To actually get our hands on the bacteria S. mutans, as well as protocols and tips on how to best observe and treat the species, we met with Dr. Caroline Ribbeck from the MIT Ribbeck lab, which studies the mucus barrier and how it selectively allows and blocks different molecules and pathogens from passing through it.

Dr. Ribbeck gave us our S. mutans strain (UA159) and our protocol for tracking CFU (colony forming units) growth.

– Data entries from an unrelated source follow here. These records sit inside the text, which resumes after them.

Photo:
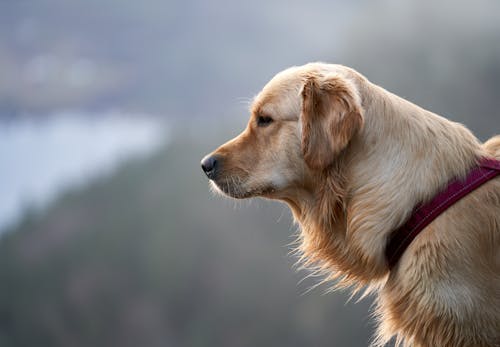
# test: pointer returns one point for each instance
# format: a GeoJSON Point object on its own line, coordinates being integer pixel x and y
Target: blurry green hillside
{"type": "Point", "coordinates": [149, 257]}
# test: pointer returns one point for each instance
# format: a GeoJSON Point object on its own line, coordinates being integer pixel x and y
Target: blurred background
{"type": "Point", "coordinates": [109, 235]}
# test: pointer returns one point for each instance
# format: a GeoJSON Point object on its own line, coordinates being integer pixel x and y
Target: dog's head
{"type": "Point", "coordinates": [300, 122]}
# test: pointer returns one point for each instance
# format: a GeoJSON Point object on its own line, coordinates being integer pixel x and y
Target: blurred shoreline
{"type": "Point", "coordinates": [45, 155]}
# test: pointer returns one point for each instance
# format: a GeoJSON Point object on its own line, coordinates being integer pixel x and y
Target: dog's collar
{"type": "Point", "coordinates": [424, 214]}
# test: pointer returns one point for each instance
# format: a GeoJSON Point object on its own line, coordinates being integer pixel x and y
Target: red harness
{"type": "Point", "coordinates": [424, 214]}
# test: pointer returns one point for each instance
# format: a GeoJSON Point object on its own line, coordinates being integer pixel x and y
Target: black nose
{"type": "Point", "coordinates": [209, 165]}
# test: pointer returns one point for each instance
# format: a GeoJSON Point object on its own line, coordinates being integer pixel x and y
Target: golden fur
{"type": "Point", "coordinates": [352, 161]}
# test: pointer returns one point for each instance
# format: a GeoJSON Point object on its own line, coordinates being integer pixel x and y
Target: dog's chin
{"type": "Point", "coordinates": [240, 192]}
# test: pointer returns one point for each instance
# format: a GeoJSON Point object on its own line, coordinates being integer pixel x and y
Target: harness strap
{"type": "Point", "coordinates": [424, 214]}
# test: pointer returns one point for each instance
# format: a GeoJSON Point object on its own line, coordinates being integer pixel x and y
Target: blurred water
{"type": "Point", "coordinates": [40, 156]}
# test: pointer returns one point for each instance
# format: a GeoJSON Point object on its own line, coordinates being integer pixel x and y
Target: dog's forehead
{"type": "Point", "coordinates": [280, 97]}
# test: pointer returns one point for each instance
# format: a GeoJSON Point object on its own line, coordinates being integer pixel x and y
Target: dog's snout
{"type": "Point", "coordinates": [209, 166]}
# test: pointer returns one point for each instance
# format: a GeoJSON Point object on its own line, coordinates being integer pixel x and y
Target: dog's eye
{"type": "Point", "coordinates": [263, 121]}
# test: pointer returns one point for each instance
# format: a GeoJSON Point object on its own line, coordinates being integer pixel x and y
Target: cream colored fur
{"type": "Point", "coordinates": [352, 161]}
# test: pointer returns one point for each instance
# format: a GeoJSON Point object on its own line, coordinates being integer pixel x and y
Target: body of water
{"type": "Point", "coordinates": [40, 156]}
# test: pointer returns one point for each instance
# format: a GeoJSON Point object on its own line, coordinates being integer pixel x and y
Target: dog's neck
{"type": "Point", "coordinates": [374, 186]}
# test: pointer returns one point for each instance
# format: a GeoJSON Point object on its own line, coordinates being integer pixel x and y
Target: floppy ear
{"type": "Point", "coordinates": [331, 116]}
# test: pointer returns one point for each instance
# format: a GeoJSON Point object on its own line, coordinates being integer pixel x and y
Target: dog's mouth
{"type": "Point", "coordinates": [235, 188]}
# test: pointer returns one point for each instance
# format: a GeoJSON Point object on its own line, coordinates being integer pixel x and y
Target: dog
{"type": "Point", "coordinates": [353, 161]}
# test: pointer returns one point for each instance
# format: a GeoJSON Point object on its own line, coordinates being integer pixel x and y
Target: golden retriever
{"type": "Point", "coordinates": [352, 161]}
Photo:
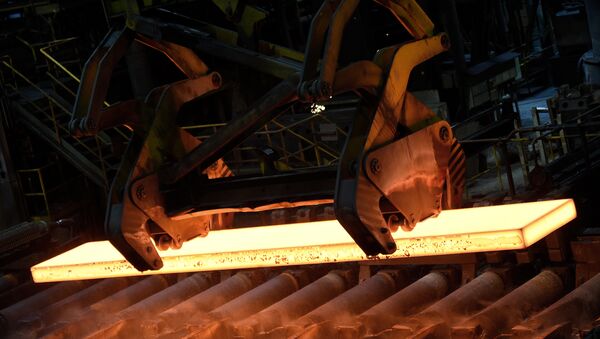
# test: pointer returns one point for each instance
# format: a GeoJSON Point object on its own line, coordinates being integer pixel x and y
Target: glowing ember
{"type": "Point", "coordinates": [491, 228]}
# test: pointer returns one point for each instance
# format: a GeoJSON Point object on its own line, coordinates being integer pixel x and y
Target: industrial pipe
{"type": "Point", "coordinates": [217, 322]}
{"type": "Point", "coordinates": [204, 302]}
{"type": "Point", "coordinates": [356, 300]}
{"type": "Point", "coordinates": [407, 301]}
{"type": "Point", "coordinates": [468, 299]}
{"type": "Point", "coordinates": [580, 307]}
{"type": "Point", "coordinates": [72, 305]}
{"type": "Point", "coordinates": [528, 298]}
{"type": "Point", "coordinates": [128, 320]}
{"type": "Point", "coordinates": [10, 315]}
{"type": "Point", "coordinates": [295, 305]}
{"type": "Point", "coordinates": [93, 318]}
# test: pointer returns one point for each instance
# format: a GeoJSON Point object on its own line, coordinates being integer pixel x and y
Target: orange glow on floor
{"type": "Point", "coordinates": [480, 229]}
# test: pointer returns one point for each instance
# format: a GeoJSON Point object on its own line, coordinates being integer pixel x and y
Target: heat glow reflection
{"type": "Point", "coordinates": [480, 229]}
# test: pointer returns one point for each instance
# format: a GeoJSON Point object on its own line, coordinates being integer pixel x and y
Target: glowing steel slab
{"type": "Point", "coordinates": [490, 228]}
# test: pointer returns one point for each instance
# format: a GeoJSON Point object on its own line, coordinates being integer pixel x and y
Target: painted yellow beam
{"type": "Point", "coordinates": [490, 228]}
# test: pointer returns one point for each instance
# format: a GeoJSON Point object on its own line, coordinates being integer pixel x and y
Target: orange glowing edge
{"type": "Point", "coordinates": [480, 229]}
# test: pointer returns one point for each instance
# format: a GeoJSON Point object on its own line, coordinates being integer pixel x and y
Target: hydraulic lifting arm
{"type": "Point", "coordinates": [400, 165]}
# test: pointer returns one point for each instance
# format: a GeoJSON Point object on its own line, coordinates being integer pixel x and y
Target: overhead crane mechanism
{"type": "Point", "coordinates": [401, 167]}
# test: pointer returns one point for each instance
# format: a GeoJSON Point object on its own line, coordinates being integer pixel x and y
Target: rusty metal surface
{"type": "Point", "coordinates": [311, 302]}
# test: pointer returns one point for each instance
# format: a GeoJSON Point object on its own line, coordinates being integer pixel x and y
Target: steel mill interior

Initially, we wanted to optimize growing conditions to maximize the amount of biofilm formed. We learned from existing literature and Dr. Ribbeck that the way in which S. mutans grows on polystyrene (the material of our 96 well plates) is similar to the way they would grow on human teeth. While the shape and placement of S. mutans in our experiments were not exactly like that of the human mouth, we assumed our setup was a good model of the environment our bacteria naturally exist in.

For our experiments we varied sucrose concentration, growth media concentration, S. mutans volume, and incubation times.
Safe Lab Work
In our lab we consistently used proper PPE depending on what materials we were working with. Every team member was also required to go through lab specific trainings to be allowed to work with anything in the lab, and some of the team members were trained separately to deal with the s.mutans in the lab. While using the S.mutans we had a different set of procedures due to the bacteria’s vulnerability to contamination. This made it so that we used multiple sets of gloves during our experiments and also used a bunsen burner to decrease the likelihood of contamination.